Patient and public involvement in research

Dave X

Age at interview: 65

Brief outline: Dave became involved in PPI in health research around three years ago after he was diagnosed with cancer.

Background: Dave is a retired vehicle delivery driver. He is married and has two grown-up children, aged 44 and 42, and three grandchildren. Ethnic background: White/English.

Audio & video

After he’d been diagnosed with oesophageal cancer, Dave decided to get involved in PPI in health research because he wanted to give something back for the cancer treatment he received. He was invited to become a member of a new consumer research panel. The other members come from a variety of backgrounds and have had different types of cancer, but they have found it difficult to get younger people involved. 

As well as allowing him to give back to the NHS for the cancer treatment he received, Dave feels he benefits from PPI because it helps keep his mind active now that he is retired. He has met a lot of new people and feels good about helping others.
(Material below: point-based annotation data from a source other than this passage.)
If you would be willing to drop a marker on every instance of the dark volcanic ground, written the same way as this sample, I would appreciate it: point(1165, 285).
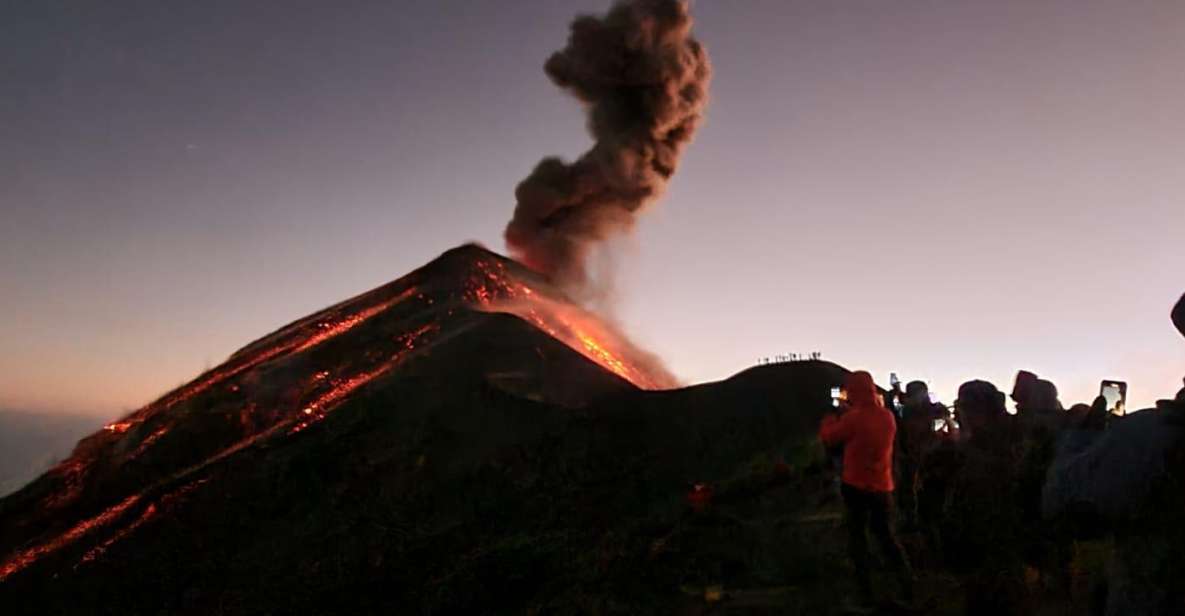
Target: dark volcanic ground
point(410, 451)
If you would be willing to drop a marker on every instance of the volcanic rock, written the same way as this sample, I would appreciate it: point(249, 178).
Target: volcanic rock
point(417, 449)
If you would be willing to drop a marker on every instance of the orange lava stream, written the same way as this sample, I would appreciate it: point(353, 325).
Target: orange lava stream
point(491, 288)
point(327, 402)
point(23, 559)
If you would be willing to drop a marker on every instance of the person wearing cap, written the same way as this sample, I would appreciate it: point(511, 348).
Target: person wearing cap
point(1024, 390)
point(866, 431)
point(978, 519)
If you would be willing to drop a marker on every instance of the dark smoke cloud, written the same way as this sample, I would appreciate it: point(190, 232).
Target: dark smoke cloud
point(644, 79)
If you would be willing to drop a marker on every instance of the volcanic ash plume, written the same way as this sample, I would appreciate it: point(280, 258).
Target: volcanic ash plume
point(645, 82)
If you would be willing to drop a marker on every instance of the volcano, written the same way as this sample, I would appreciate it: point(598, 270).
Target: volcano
point(463, 438)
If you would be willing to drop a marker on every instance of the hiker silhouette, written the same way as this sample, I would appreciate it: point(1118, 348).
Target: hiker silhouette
point(1179, 315)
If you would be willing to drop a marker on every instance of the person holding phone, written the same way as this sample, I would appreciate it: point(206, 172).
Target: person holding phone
point(1179, 315)
point(866, 432)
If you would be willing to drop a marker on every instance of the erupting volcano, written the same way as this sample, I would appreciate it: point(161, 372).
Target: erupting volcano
point(294, 378)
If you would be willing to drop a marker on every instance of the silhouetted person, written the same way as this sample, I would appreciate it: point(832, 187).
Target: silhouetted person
point(972, 500)
point(915, 437)
point(866, 431)
point(1179, 315)
point(1131, 481)
point(1024, 390)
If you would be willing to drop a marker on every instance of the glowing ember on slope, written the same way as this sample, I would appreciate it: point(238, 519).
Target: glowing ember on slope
point(147, 514)
point(492, 288)
point(309, 337)
point(23, 559)
point(340, 389)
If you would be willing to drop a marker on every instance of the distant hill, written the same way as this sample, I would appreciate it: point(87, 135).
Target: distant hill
point(32, 442)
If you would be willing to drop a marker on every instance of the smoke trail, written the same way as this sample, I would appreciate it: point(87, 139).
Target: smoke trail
point(644, 79)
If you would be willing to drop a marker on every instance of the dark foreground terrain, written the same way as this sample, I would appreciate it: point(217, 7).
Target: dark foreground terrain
point(411, 451)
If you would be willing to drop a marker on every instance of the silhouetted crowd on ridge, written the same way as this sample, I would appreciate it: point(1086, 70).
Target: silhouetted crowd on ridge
point(1012, 504)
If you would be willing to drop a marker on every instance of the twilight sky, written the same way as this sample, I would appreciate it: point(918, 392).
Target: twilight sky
point(946, 190)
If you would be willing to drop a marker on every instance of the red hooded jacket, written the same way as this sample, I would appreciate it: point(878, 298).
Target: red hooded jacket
point(866, 431)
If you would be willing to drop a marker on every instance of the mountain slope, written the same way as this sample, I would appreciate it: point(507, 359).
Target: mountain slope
point(427, 455)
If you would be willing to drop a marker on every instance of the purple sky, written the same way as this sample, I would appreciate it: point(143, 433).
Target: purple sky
point(946, 190)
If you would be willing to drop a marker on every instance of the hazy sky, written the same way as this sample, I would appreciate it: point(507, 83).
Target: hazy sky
point(943, 188)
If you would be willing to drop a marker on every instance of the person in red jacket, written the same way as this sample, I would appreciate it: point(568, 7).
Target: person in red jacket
point(866, 431)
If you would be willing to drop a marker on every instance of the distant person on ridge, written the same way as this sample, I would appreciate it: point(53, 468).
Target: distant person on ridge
point(866, 431)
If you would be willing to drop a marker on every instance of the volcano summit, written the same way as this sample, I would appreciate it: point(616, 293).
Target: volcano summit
point(460, 437)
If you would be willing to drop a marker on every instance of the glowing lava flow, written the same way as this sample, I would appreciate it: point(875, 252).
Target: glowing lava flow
point(81, 530)
point(493, 289)
point(321, 331)
point(327, 402)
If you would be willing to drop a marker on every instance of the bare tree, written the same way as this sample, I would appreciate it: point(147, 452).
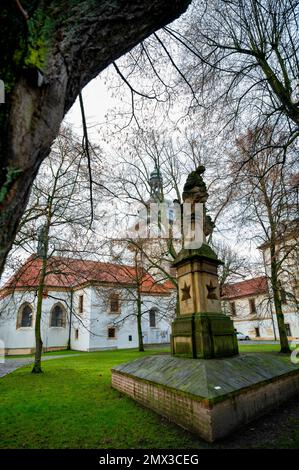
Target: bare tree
point(50, 51)
point(58, 207)
point(264, 200)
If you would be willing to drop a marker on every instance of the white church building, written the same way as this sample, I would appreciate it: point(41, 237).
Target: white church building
point(87, 306)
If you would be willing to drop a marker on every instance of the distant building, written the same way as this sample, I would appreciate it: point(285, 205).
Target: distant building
point(87, 304)
point(249, 305)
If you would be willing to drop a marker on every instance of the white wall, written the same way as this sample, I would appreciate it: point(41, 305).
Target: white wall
point(246, 323)
point(24, 337)
point(92, 324)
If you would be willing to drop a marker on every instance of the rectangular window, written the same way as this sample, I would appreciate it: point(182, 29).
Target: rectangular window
point(233, 309)
point(252, 306)
point(152, 318)
point(81, 300)
point(288, 329)
point(114, 303)
point(111, 332)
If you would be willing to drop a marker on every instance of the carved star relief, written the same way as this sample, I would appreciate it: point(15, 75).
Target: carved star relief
point(186, 292)
point(212, 295)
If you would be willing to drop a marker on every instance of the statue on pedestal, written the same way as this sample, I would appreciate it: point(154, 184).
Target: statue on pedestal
point(201, 330)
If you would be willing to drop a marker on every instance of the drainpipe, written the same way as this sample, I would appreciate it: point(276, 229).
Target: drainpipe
point(70, 324)
point(271, 309)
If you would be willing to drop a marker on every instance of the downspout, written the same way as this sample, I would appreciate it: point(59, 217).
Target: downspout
point(70, 324)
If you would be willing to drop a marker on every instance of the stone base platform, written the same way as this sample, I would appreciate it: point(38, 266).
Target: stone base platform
point(209, 397)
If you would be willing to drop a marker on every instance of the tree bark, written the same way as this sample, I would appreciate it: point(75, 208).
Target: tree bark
point(45, 61)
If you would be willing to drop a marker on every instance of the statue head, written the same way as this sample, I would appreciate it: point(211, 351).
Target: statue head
point(195, 189)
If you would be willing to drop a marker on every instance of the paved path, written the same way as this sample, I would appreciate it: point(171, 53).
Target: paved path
point(12, 364)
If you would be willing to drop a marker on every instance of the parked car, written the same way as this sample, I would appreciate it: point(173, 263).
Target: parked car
point(241, 336)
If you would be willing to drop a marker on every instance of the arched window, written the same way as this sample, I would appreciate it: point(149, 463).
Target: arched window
point(152, 317)
point(58, 316)
point(114, 301)
point(25, 316)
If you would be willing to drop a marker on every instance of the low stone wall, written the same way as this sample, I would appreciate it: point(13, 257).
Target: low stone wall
point(184, 411)
point(209, 397)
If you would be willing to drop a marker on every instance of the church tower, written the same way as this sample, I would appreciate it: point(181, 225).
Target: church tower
point(156, 184)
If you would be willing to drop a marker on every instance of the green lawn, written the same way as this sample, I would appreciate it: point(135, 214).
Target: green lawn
point(72, 405)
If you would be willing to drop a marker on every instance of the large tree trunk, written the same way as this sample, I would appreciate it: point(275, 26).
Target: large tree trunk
point(46, 59)
point(284, 343)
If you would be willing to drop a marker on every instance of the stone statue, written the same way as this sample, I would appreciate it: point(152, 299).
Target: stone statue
point(195, 191)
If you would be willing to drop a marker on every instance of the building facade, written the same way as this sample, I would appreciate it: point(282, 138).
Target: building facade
point(250, 306)
point(87, 306)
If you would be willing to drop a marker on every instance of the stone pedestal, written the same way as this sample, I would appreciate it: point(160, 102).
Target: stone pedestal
point(201, 330)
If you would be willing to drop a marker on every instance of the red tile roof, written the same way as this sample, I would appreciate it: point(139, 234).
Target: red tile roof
point(255, 286)
point(70, 272)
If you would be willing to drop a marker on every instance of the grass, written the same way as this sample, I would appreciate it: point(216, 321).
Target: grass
point(72, 405)
point(62, 352)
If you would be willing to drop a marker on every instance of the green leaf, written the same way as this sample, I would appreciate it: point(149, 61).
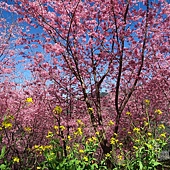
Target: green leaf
point(2, 152)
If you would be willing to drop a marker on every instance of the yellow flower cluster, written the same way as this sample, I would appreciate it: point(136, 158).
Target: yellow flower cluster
point(81, 151)
point(90, 110)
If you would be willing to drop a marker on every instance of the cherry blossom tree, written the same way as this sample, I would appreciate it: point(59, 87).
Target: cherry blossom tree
point(89, 47)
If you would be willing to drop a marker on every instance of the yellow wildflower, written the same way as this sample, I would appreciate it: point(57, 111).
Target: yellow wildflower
point(16, 159)
point(6, 124)
point(29, 100)
point(157, 111)
point(57, 110)
point(110, 123)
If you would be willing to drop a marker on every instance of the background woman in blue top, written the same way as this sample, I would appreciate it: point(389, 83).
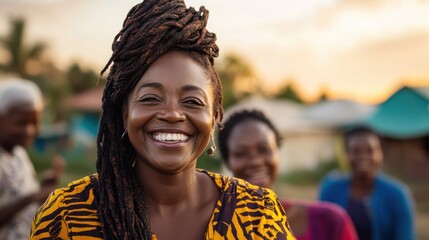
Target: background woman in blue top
point(380, 207)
His involvement in PPI includes reviewing research proposals and patient information sheets. He has also been invited to co-author a publication with a researcher, but isn’t sure what this might involve. He is especially concerned with ensuring that information sheets are written in plain English. He has been involved in organising open events to publicise and encourage researchers to use the panel. He has spoken at these events, and fielded questions from researchers and clinicians about what they can expect from the panel. The panel is becoming more well-known and has begun to receive positive feedback from the researchers they’ve worked with. They are trying to appoint a researcher, who they can call upon to answer their queries about the research they are asked to review. 

Researchers sometimes come along to meetings to present research to the panel and some have shown graphic pictures of tumours. Dave said these can be scary to look at, but he thinks this level of detail is necessary because it reminds everyone why they’re there and stops them becoming blasé about being involved in health research. He feels his battle with cancer has prepared him to cope with anything. 

Dave thinks involving patients and members of the public in health research makes it more credible and may make people more likely to take part. He thinks the public needs to become more educated about research and the need to participate in it. He thinks involving patient and public representatives in research may improve public understanding. His main reason for taking part in PPI is to make a difference and improve things for the future. He would encourage others to get involved in it.